Swallowing Disorder and Disease of the Esophagus
Achalasia is a rare disease of the esophagus that causes a person to lose the normal ability to swallow food. The name means a failure to relax and refers specifically to the lower esophageal sphincter muscle (where the lower esophagus meets the stomach).
Unfortunately, achalasia can easily be confused with other conditions; therefore, if you notice a persistent and consistent inability to swallow food or liquid and/or feeling as if food is sticking in the chest, you should consult a doctor immediately. Loss of appetite, vomiting, chest pain and weight loss are also common warning signs. In severe cases of untreated achalasia, aspiration pneumonia (a potentially life-threatening inflammation of the lungs) can occur.
Early diagnosis and treatment are essential to prevent damage to the esophagus and improve function. The key to properly diagnosing achalasia is understanding a person's medical history. It is helpful for the patient to keep a detailed record of when there is difficulty swallowing food, what kinds of foods cause difficulty and any other symptoms, and present this to the doctor.
After an initial exam, the doctor may obtain a barium study (a video x-ray of the upper digestive system) to look for classic signs of achalasia and/or structural problems within the esophagus. Another test is an esophageal manometry (or a pressure test), which uses a thin tube passed through the nose to measure whether the muscles are functioning properly.
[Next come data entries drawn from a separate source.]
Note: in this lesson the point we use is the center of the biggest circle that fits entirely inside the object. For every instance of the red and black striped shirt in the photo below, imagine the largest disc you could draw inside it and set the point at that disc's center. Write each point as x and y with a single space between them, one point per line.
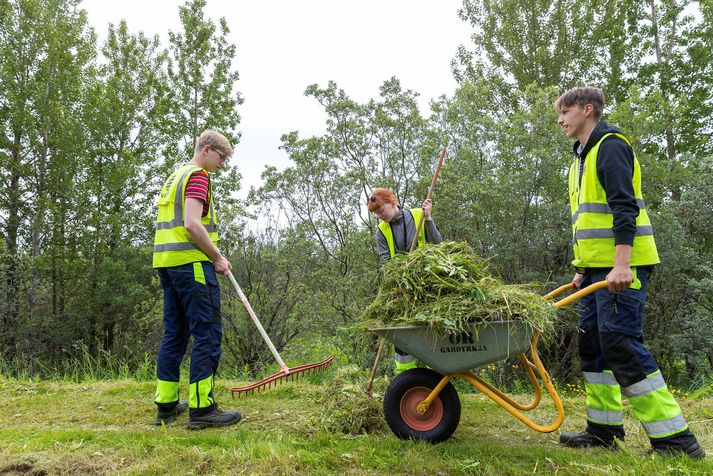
198 186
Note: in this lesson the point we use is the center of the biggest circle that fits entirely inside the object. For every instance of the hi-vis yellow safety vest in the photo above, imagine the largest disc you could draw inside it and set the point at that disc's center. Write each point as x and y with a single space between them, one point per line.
385 228
592 219
172 244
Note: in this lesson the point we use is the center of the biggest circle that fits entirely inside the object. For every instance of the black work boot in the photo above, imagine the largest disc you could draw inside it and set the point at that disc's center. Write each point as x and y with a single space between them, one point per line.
681 444
164 416
216 417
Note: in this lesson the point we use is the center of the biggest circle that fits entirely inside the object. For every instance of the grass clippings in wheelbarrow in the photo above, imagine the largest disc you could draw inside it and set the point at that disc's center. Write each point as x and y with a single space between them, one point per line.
346 408
447 286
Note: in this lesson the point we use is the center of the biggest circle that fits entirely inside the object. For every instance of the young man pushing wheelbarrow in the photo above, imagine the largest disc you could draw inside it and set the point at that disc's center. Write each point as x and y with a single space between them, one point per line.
613 240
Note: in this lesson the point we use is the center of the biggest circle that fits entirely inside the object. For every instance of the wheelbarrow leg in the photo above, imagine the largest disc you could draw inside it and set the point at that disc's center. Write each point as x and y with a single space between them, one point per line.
377 360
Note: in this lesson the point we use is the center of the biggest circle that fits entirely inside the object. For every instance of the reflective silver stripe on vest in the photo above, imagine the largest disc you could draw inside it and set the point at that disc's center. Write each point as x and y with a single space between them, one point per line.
646 386
600 378
665 427
178 207
590 233
603 416
403 359
601 208
167 225
176 247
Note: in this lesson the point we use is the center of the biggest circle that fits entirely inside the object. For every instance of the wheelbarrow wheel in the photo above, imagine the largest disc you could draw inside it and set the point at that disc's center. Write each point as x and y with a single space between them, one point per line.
406 392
Endoscopy is one of the best ways to diagnose achalasia. It is a quick and painless procedure that takes as little as 15 minutes to perform. A gastroenterologist places a small, thin scope with a camera and light into the mouth and passes it down the esophagus to evaluate the condition of the esophageal muscles. From the images taken with the camera, the doctor can determine whether symptoms are caused by achalasia, or by other diseases that can mimic the signs of achalasia.
Treatment options range from oral or injected medications, physical stimulation and stretching of the esophagus, to surgery. Each procedure has differing advantages and disadvantages, but all are designed to relieve the pressure within the lower esophageal sphincter muscle allowing food to pass into the stomach.
If the condition is serious, surgery may be the best option. Surgeons at NYPBMH may perform an esophagomyotomy (or surgical incision into the muscular tissue of the esophagus). A Heller Myotomy is one type of surgery that is performed laparoscopically (using small or keyhole incisions in the abdomen). This type of minimally invasive procedure offers a quicker recovery rate and less risk of post-surgical complications. After surgery, doctors may also recommend medications to help prevent the occurrence of acid reflux or other problems.
Our team of physicians and surgeons work with every patient to provide the best and safest treatment option and plan of care.